Gif of The Johnny Cash Project, in which more than 250,000 people individually drew frames for “Ain’t No Grave” to make a crowdsourced music video.
Building Move Mirror
Although PoseNet took care of the pose estimation for us, we still had plenty of things to figure out. The core experience is all about finding matching images to user poses, so that if you stand straight with your right arm raised up, Move Mirror finds an image where someone is standing with their right arm raised up. For that we needed three components: an image dataset, a search technique for that dataset, and a pose matching algorithm. Let’s break it down and look at each piece.

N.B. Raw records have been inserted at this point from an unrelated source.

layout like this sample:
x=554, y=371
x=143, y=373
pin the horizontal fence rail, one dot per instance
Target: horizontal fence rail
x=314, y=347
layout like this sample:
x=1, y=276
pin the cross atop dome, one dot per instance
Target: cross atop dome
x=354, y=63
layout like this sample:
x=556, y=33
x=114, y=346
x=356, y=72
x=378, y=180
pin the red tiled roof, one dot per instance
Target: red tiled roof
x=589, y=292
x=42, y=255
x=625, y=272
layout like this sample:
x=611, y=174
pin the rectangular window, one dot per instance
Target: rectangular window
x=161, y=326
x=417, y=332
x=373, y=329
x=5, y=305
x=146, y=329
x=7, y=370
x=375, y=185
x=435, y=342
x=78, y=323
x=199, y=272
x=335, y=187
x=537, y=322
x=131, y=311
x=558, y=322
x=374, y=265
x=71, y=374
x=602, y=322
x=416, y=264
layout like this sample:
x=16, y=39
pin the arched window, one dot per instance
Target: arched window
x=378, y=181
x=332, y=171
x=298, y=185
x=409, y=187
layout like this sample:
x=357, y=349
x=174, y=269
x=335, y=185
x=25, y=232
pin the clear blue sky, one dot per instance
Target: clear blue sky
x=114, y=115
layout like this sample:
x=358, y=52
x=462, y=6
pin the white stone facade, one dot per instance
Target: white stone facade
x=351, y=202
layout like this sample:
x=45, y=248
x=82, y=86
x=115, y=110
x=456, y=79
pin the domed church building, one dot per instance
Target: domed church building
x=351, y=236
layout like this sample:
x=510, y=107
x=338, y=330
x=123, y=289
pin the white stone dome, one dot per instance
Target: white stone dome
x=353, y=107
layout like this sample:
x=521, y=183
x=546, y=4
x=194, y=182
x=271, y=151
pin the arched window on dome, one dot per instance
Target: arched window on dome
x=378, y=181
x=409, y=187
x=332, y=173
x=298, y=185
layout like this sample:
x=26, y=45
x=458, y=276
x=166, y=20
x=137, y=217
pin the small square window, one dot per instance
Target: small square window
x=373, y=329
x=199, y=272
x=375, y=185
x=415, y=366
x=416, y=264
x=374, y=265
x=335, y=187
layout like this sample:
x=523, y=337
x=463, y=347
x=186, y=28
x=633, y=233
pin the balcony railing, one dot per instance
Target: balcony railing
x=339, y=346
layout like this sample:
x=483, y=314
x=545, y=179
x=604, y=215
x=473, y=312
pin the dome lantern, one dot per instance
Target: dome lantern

Building a dataset: searching for diversity
To create a useful dataset, we had to search for images that collectively covered a huge variety of human movement. There was no point in having 400 images of a person standing with a raised right arm if other poses were not represented in the dataset. To keep the experience consistent, we also decided we’d focus on finding only full-body images. In the end, we licensed a set of videos we thought represented not just a variety of movement, but also a diverse set of body types, skin tones, cultures, and physical abilities. We split these videos into about 80,000 still frames, then processed each image with PoseNet and stored the associated pose data. Next, let’s talk about the hard parts: pose matching and search.
We parsed thousands of images through PoseNet. You’ll notice not all images are parsed correctly so we discarded a few to end up with a dataset of about 80,000 images.
Pose matching: the challenge of defining similarity
For Move Mirror to work, we first had to figure out how to define a ‘match’. A match is the image we return, based on the pose data we receive, when a user strikes a pose. When we talk about the ‘pose data’ coming out of PoseNet, we’re referring to a set of 17 body or face parts, such as an elbow or a left eye, that are called “keypoints”. PoseNet returns the x and y position of each keypoint in relation to the input image, plus an associated confidence score (more on this later).
PoseNet detects 17 pose keypoints on the face and body. Each keypoint has three important pieces of data: an (x,y) position (representing the pixel location in the input image where PoseNet found that keypoint) and a confidence score (how confident PoseNet is that it got that guess right).
Deciding what ‘similarity’ meant became our first hurdle. How should we decide how similar a set of 17 keypoints from a user is to a set of 17 keypoints from an image in our dataset? We tried a few different measures for similarity and settled on two that seemed to work well: cosine similarity and a weighted match taking into account keypoint confidence scores.
Matching strategy #1: cosine distance
If we were to convert each set of 17 keypoints into a vector and plot all of them in high dimensional space, our task of finding the two most similar poses would translate into finding the closest two vectors in this high dimensional space. This is exactly what cosine distance allows us to do.
Cosine similarity is a measure of similarity between two vectors: basically, it measures the angle between them and returns -1 if they’re exactly opposite, 1 if they’re exactly the same. Importantly, it’s a measure of orientation and not magnitude.